Geçmiş yıllarda faytonların plakaları varmış. 95 kahvesi olarak ifade edilen kahvecinin de faytonunun plakası 95’miş. Faytonculuktan sonra açtığı kahvesine faytonun ismini verince buralar 95 kahvesi olarak ifade edilir olmuş.
***
Kahvenin yanından geçmiş yıllarda yemyeşil bir bahçe olan ve ismi “İngiliz Bahçesi” olan alana geliyoruz. İki ağaç dışında her yer apartmanlarla dolmuş.
Bahçeye İngiliz Bahçesi denmesinin sebebini bilemesek de gözümüzde bahçenin geçmişini canlandırmaya çalışıyoruz.
Birkaç adımdan sonra apartman aralarından geçip Zeki Müren Parkı’na geliyoruz. Kademeli biçimde oldukça engebeli bir yapıya sahip olan park okuldan kaçan öğrencilerin sigara içtiği bir halde yapayalnız.
Apartmanların işgal edemediği ender yerlerden biri olan parkın önü açık. Denize ve İzmir’e bakıp fotoğraf çekmeye çalışıyoruz.
Yolumuza durdurak demeden devam ederken bu kez İzmir’in simgelerinden biri olan Özel Karataş Hastanesi’nin arkasına geliyoruz.
İzmirli Musevilerin hastanesi olan Özel Karataş Hastanesi’nde Musevi cemaatinin “yaşlılar yurdu ” olarak andığı düşkün yaşlıların kaldığı bir huzurevi kısmı da bulunuyor.

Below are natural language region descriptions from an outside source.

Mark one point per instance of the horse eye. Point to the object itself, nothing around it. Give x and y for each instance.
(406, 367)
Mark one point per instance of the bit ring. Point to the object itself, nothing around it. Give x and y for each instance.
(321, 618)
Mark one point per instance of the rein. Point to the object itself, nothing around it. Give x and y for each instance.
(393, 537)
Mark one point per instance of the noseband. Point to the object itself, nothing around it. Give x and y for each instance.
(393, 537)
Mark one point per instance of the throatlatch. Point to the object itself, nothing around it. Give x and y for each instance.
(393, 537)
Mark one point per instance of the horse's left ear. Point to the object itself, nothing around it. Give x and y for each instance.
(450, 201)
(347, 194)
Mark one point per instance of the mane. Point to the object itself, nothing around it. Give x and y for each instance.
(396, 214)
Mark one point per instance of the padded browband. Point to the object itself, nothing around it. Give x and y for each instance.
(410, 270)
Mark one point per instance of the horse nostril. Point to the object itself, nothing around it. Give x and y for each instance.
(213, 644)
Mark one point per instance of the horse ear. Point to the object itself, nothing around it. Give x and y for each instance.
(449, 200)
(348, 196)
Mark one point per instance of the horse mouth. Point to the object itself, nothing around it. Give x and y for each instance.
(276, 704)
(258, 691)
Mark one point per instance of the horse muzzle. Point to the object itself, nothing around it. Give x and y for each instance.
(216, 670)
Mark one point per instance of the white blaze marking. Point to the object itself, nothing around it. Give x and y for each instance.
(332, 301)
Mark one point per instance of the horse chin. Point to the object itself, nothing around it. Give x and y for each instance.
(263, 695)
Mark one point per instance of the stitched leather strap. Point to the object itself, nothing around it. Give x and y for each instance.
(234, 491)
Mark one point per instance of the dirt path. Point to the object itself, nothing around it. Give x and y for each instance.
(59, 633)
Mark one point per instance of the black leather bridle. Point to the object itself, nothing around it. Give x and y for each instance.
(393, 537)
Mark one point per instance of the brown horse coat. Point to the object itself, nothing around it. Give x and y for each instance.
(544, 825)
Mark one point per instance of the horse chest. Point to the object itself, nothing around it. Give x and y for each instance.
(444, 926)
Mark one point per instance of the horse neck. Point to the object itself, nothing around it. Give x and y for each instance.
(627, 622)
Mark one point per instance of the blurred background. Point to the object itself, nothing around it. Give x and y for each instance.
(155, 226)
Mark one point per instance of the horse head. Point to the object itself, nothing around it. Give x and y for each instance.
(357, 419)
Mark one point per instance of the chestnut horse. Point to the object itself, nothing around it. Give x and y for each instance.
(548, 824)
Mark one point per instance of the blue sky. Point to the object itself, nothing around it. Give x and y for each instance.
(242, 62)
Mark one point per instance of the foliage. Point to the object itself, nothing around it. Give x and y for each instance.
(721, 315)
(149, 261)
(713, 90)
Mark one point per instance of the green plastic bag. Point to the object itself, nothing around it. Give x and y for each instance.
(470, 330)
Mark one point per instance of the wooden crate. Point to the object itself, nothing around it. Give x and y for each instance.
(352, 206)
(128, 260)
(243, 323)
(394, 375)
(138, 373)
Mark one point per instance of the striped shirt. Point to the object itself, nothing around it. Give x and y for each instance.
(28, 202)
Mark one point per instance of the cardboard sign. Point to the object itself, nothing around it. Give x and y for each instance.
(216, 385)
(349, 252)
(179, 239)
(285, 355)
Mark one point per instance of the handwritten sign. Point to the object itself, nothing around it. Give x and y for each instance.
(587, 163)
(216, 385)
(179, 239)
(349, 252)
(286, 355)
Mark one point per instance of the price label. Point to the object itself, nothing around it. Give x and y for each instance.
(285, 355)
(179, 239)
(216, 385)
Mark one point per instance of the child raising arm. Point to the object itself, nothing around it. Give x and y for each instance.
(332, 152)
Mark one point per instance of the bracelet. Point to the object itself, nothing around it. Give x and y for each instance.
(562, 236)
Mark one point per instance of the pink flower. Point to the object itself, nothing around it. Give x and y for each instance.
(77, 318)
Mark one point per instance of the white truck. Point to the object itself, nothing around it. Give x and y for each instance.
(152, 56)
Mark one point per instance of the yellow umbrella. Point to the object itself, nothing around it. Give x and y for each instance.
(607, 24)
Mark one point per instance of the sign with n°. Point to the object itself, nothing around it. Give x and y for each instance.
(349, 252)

Günümüzde yenilenmiş haliyle güzel bir görüntü sergileyen hastanenin bahçesinde bulunan eski yapı hastanenin ilk kurulduğu binaymış.
İzmir’in özellikle sağlık tarihinde önemli bir yere sahip olan hastanenin bu binaya da sahip çıkması gerekir diye düşünüyorum.
Karataş Hastanesi’ne veda ettikten sonra İzmir Kız Lisesi’nin arkasından aşağıya süzülerek İzmir için anıt yapı olarak ifade edilen bu tarihi liseye şöyle bir bakıyoruz.
Karataş Lisesi’nin önünden Karataş Hamamı’na kısa bir süre göz attıktan sonra rotamızı sonlandırmak üzere Asansör’e gidiyoruz.
Büyükşehir Belediyesi’nin yenilediği asansöre binmeden önce Dario Moreno sokağında soluklanıyoruz.
Sokağın tarihle olan bağından bahsettikten sonra asansöre binerek yukarı çıkıyoruz. Asansör Kafe’de bir şeyler atıştırıp günü sohbetle bitiriyoruz.